Worldwide trends in Transmitted HIV-1 Dr

The global scale-up of antiretroviral therapy (ART) has reduced AIDS deaths and HIV incidence, but drug resistance is threatening these advances. This meta-analysis combined data from 50,870 patients in 287 studies between 2000 and 2013. It found that the average overall prevalence of transmitted drug resistance (TDR) ranged from 2.8% in sub-Saharan Africa to 11.5% in North America.

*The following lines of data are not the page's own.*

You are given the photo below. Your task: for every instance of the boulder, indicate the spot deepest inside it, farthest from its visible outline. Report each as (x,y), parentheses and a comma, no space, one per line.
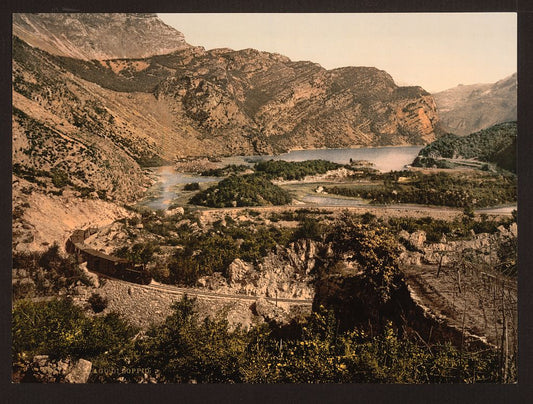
(176,211)
(80,372)
(238,271)
(269,311)
(418,238)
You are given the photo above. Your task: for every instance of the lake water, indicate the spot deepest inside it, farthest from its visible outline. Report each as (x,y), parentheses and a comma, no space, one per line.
(384,159)
(169,180)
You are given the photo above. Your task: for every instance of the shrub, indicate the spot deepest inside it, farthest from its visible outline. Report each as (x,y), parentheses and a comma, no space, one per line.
(97,302)
(193,186)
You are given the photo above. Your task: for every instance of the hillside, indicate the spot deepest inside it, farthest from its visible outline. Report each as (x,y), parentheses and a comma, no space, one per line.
(231,102)
(496,144)
(94,36)
(469,108)
(98,97)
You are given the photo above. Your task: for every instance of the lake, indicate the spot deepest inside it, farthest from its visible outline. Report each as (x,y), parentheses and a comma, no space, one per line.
(384,159)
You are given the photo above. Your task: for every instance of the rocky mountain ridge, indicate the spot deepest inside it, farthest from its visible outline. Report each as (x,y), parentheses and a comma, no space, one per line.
(87,118)
(225,101)
(94,36)
(467,109)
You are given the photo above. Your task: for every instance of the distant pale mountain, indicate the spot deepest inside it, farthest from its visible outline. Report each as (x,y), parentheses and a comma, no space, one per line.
(83,84)
(98,36)
(469,108)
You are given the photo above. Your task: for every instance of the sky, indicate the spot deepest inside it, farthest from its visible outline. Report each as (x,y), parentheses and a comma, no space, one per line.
(434,50)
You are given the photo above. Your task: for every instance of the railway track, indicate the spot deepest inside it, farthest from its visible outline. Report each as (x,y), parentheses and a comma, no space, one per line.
(213,295)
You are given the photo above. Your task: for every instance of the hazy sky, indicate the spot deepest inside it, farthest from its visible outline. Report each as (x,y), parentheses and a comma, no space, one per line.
(436,51)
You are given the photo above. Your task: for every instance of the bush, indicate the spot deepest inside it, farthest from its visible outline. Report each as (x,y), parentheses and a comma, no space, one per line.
(193,186)
(290,170)
(97,302)
(246,190)
(60,329)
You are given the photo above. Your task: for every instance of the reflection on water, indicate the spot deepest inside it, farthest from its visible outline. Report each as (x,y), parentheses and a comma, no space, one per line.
(384,158)
(169,179)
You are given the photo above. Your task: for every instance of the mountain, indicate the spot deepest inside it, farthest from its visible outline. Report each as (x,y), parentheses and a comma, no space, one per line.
(469,108)
(98,36)
(496,144)
(97,122)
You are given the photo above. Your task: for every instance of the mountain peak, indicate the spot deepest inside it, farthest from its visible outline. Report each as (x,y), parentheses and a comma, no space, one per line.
(98,36)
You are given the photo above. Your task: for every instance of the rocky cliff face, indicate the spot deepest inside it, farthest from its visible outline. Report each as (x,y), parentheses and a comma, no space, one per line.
(98,36)
(195,102)
(468,109)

In Africa, the odds (chance) of TDR increased 1.09-fold per year following the start of ART scale-up. This was resistance associated with nucleoside reverse transcriptase inhibitors (NRTIs) and non-NRTIs. In low-income south/southeast Asia, the odds of TDR remained unchanged following ART scale-up. In Latin America/Caribbean, North America, Europe, and upper-income Asian countries, the odds of TDR increased 1.10-fold per year since 1995, mainly due to non-NRTI resistance. The finding that most TDR strains in Africa and Asia arose independently suggests that improved patient adherence and the use of ART regimens to which HIV rarely develops resistance could reduce the generation of new resistant HIV strains. In addition, only a few NNRTI-resistance mutations were responsible for most cases of TDR. This suggests that an inexpensive assay that detects these mutations would be useful for pre-therapy screening in areas with high TDR levels.